執筆のアドバイス
私は早速ノートパソコンを取り出して電源を入れた。起動するまで待っている間、東雲さんのほうを見ると、なぜか頬杖を突きながらニヤリと笑っていて……。なんだろう? 何か面白いことでもあったのだろうか? 疑問を抱きつつ、しばらく待つとパソコンが立ち上がってきた。パスワードを入力する画面が表示される。私は『yuki』と入力してログインボタンを押した。すると、デスクトップ画面にいくつかのアイコンが表示された。その中にテキストエディタがある。私はそれをクリックして新しいウィンドウを開いた。
「それで、まずはどうすればいいですか?」
「そうだね……」
東雲さんは腕組みをして考え込んだ。どうやら真剣に考えてくれているらしい。その様子はとても頼もしく見えた。

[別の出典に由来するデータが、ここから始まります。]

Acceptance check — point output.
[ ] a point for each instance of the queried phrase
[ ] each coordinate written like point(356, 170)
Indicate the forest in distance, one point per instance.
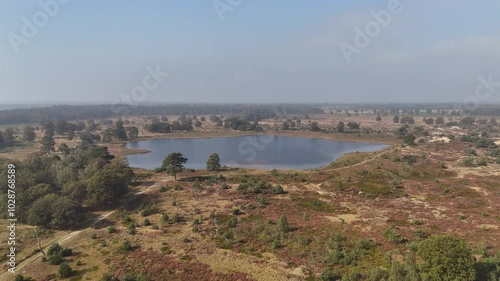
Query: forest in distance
point(76, 112)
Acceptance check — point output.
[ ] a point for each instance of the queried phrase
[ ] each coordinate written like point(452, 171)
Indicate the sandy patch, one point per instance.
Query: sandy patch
point(227, 261)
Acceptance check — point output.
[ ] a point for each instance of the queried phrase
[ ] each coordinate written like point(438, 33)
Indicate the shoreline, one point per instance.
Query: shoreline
point(390, 143)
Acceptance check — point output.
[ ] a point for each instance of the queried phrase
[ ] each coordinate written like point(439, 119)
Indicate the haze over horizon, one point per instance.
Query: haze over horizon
point(249, 51)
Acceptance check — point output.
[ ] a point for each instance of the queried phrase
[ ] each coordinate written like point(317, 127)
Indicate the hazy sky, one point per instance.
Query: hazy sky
point(248, 51)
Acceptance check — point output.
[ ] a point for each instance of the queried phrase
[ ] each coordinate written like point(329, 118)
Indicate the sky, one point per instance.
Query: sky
point(242, 51)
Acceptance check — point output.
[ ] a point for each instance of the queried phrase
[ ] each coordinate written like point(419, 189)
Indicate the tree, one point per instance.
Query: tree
point(119, 131)
point(64, 149)
point(315, 127)
point(341, 127)
point(283, 224)
point(213, 162)
point(133, 132)
point(65, 271)
point(29, 133)
point(353, 125)
point(174, 163)
point(446, 258)
point(48, 129)
point(61, 127)
point(48, 144)
point(429, 121)
point(409, 139)
point(8, 137)
point(107, 185)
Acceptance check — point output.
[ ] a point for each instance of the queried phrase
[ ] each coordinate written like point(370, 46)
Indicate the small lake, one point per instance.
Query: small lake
point(258, 152)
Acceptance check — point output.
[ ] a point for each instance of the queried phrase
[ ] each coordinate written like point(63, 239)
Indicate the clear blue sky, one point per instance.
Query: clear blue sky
point(262, 51)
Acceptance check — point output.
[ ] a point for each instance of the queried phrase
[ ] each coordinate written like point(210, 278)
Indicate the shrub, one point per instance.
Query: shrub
point(55, 259)
point(468, 162)
point(111, 229)
point(66, 252)
point(393, 235)
point(446, 258)
point(65, 271)
point(54, 249)
point(150, 210)
point(126, 246)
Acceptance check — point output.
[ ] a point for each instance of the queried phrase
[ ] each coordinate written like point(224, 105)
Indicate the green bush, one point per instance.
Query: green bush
point(126, 246)
point(446, 258)
point(65, 271)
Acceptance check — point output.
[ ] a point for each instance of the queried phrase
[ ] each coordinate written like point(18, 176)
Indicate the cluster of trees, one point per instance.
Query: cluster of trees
point(183, 123)
point(175, 162)
point(51, 190)
point(67, 112)
point(242, 124)
point(443, 258)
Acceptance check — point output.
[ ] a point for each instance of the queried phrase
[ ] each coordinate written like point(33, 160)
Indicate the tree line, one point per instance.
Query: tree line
point(74, 112)
point(55, 190)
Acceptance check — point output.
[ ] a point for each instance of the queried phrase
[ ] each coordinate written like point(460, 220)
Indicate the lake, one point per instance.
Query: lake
point(258, 152)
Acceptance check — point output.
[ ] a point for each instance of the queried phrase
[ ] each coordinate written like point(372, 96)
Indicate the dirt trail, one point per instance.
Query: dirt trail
point(72, 234)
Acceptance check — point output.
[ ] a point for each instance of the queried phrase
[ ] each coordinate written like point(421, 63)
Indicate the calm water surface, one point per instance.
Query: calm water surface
point(258, 152)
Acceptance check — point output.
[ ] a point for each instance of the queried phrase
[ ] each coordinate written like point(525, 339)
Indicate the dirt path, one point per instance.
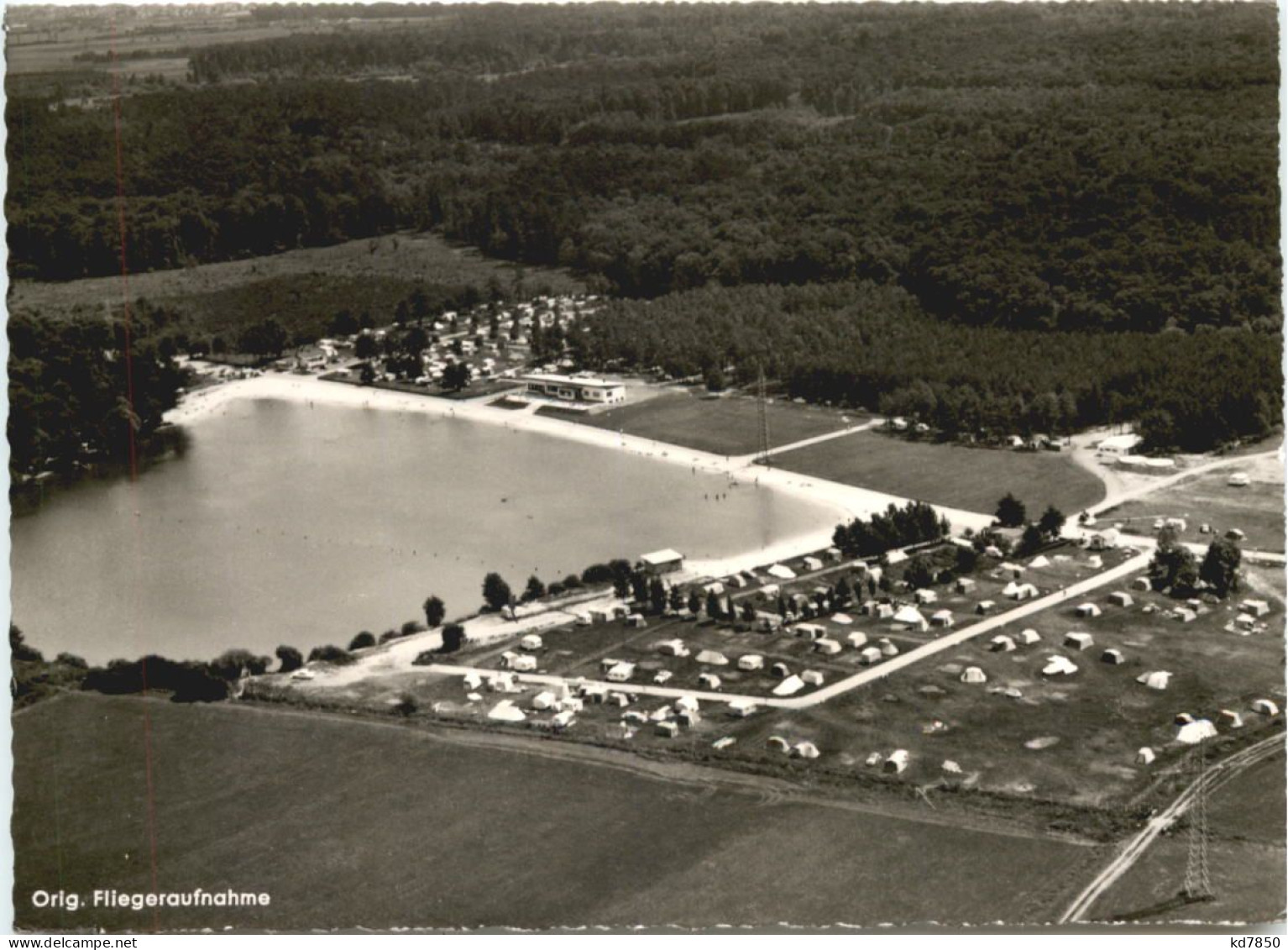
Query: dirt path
point(853, 682)
point(771, 790)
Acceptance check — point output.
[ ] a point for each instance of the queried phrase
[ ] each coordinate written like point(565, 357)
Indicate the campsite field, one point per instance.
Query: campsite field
point(955, 476)
point(724, 426)
point(1246, 856)
point(303, 289)
point(1088, 726)
point(1257, 509)
point(352, 822)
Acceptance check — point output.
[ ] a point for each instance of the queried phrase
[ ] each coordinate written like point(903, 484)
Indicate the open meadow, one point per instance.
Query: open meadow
point(948, 475)
point(351, 822)
point(1257, 508)
point(1246, 858)
point(301, 289)
point(720, 424)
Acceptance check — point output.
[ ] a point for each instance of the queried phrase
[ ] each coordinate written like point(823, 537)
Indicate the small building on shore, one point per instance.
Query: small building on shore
point(573, 388)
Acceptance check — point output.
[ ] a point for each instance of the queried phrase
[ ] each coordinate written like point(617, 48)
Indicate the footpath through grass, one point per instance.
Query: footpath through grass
point(723, 426)
point(948, 475)
point(348, 822)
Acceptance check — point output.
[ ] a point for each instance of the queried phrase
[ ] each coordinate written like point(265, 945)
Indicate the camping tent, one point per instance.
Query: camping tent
point(505, 711)
point(1078, 641)
point(805, 750)
point(1059, 667)
point(897, 761)
point(911, 617)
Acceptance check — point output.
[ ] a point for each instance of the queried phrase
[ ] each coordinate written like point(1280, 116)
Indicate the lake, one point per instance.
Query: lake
point(287, 523)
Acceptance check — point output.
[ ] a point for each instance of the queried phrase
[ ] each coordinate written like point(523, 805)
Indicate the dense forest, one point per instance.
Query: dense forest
point(988, 217)
point(72, 398)
point(865, 344)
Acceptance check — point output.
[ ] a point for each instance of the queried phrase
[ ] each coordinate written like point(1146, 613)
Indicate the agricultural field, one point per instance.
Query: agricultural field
point(721, 424)
point(1246, 858)
point(1257, 508)
point(437, 831)
point(1071, 739)
point(948, 475)
point(303, 289)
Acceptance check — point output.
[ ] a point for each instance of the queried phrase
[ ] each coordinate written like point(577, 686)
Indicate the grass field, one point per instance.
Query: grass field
point(1246, 858)
point(301, 287)
point(1257, 509)
point(1099, 717)
point(724, 426)
point(348, 822)
point(955, 476)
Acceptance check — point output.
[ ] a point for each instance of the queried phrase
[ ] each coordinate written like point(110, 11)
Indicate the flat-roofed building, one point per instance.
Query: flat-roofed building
point(552, 386)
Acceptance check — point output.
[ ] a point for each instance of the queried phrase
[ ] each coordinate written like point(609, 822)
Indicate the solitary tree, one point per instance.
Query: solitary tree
point(1051, 522)
point(456, 376)
point(1010, 511)
point(1220, 566)
point(657, 595)
point(920, 573)
point(18, 648)
point(496, 592)
point(1174, 564)
point(434, 611)
point(1032, 539)
point(289, 659)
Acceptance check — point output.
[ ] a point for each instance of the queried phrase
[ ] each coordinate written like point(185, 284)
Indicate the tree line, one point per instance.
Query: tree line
point(872, 346)
point(1128, 185)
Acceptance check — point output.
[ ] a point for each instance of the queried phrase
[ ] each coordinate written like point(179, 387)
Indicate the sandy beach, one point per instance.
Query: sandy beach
point(839, 501)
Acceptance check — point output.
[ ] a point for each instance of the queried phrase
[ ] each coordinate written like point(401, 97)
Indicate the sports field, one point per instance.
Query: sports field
point(947, 475)
point(348, 822)
point(724, 426)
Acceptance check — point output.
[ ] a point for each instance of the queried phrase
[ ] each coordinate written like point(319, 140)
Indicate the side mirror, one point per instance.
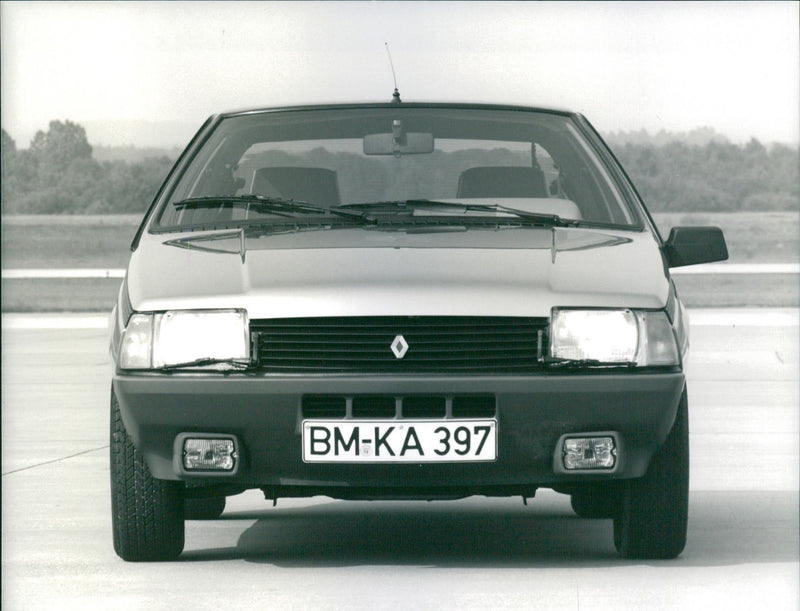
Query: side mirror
point(693, 245)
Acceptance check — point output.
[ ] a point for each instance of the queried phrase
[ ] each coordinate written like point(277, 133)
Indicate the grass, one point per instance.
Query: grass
point(78, 241)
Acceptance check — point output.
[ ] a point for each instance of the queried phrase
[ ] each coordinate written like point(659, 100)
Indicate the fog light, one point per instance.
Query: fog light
point(209, 454)
point(589, 453)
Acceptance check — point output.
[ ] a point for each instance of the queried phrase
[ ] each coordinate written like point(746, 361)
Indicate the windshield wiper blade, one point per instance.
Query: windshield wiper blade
point(550, 220)
point(279, 206)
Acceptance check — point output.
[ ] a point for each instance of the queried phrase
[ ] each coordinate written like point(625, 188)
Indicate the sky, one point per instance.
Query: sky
point(627, 66)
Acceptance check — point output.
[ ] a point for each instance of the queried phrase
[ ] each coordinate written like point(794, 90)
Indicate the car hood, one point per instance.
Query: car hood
point(357, 272)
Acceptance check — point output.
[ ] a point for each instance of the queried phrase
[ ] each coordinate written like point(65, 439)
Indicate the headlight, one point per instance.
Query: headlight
point(624, 337)
point(184, 337)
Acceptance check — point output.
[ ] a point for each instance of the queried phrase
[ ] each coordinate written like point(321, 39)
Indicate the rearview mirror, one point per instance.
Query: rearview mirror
point(413, 143)
point(693, 245)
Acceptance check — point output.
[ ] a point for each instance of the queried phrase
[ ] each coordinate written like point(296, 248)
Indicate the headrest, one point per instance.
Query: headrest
point(312, 185)
point(502, 181)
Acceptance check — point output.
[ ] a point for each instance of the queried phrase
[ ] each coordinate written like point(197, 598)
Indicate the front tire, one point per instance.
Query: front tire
point(654, 511)
point(146, 513)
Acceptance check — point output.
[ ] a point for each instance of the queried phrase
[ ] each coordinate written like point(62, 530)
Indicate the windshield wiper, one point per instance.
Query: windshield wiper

「最初は登場人物の設定を決めてみるのがいいんじゃない?」
「なるほど。登場人物ですね」
私はメモ帳を開いて書き込んでいった。
「ちなみにだけど、主人公の名前は決まってるの?」
「いいえ、まだ決めていません」
「そっか。じゃあ、先に名前を決めちゃおうよ」
「分かりました。主人公の名前は……」
私はそこで言葉を止めて考えた。主人公は女の子だ。年齢は十代半ばで、中学生という設定である。身長は百五十センチ弱くらいだろうか。髪の長さは肩にかかる程度で、色は黒。顔立ちはやや幼く見えるものの、可愛らしさもある。服装は動きやすい格好を好んでいる。趣味はお菓子作りと読書。家族構成は両親と妹がいる。そして、この物語の主人公には好きな人がいた。名前は……何と言っただろう? 確か、『ユウキ君』という名前だったと思うのだが。
「あの、主人公の名前が思いつかないんですけど……」
私は素直に相談した。
「え? そうなの?」
「はい。すいません」
「いや、謝ることないって。むしろ、そんなすぐに思いつくほうがおかしいし」
東雲さんは笑っていた。
「そうですかね?」
「そうだって。それに、そんなに気にすることないって。これから決めるんだし」
「そうですよね」
「うんうん。とりあえず、名前を考えてみようよ」
「そうします」
しかし、そう言われてもすぐに思いつかない。困ったなぁ……などと考えているうちに、ふと頭に一つの名前が浮かんできた。
「あ、そういえば」
「ん? 思いついた?」
「はい。主人公の名前は……『ユカ』でいきます」
「ユカちゃんかぁ。いいんじゃないかな」
「よかった。これで決まりです」
私はホッとした。なんとかなりそうである。
「じゃあ、次は恋人の設定かな」
「そうですね」
私は再びキーボードを叩き始めた。そして、しばらくしてから顔を上げた。
「あの、恋人ってどんな子にしましょうか?」
「うーん、どういう子がいいかな?」
「例えば、性格とか容姿の好みっていうか」
「そうだねぇ」
東雲さんは少しだけ考える素振りを見せた後、ゆっくりと話し始めた。
「主人公のことを好きになってくれる子だったら何でもいいんだけど」
「え? そうなんですか?」
「うん」
「でも、恋愛小説を書くなら、やっぱり恋愛対象として意識してくれるようなキャラクターにした方がいいんじゃ」
「まぁ、確かにそうなんだよね」
「……」
「でも、それなら最初から恋愛小説だって言っておけばいいんだよ」
「そういうものですか?」
「うん。恋愛小説を書いてます。だから、恋愛対象になる男性をお願いします。こう言えば、みんな真面目に考えてくれるはず」
「なるほど」
「それに、恋愛小説だからといって、必ずしも恋愛をするとは限らないでしょ?」
「たしかに」
「だから、そこはあんまりこだわらなくて大丈夫だよ」
「分かりました。じゃあ、そういうことにしておきます」
「うん」
東雲さんはにっこりと微笑んでいた。それから、私は主人公の名前、恋人役の名前を入力した。恋人役の設定だが、特に理由を決めなかった。強いて言うならば、なんとなくである。
「よし、それじゃあ書いてみよう!」
東雲さんの掛け声に合わせて、私はキーボードを打ち始めた。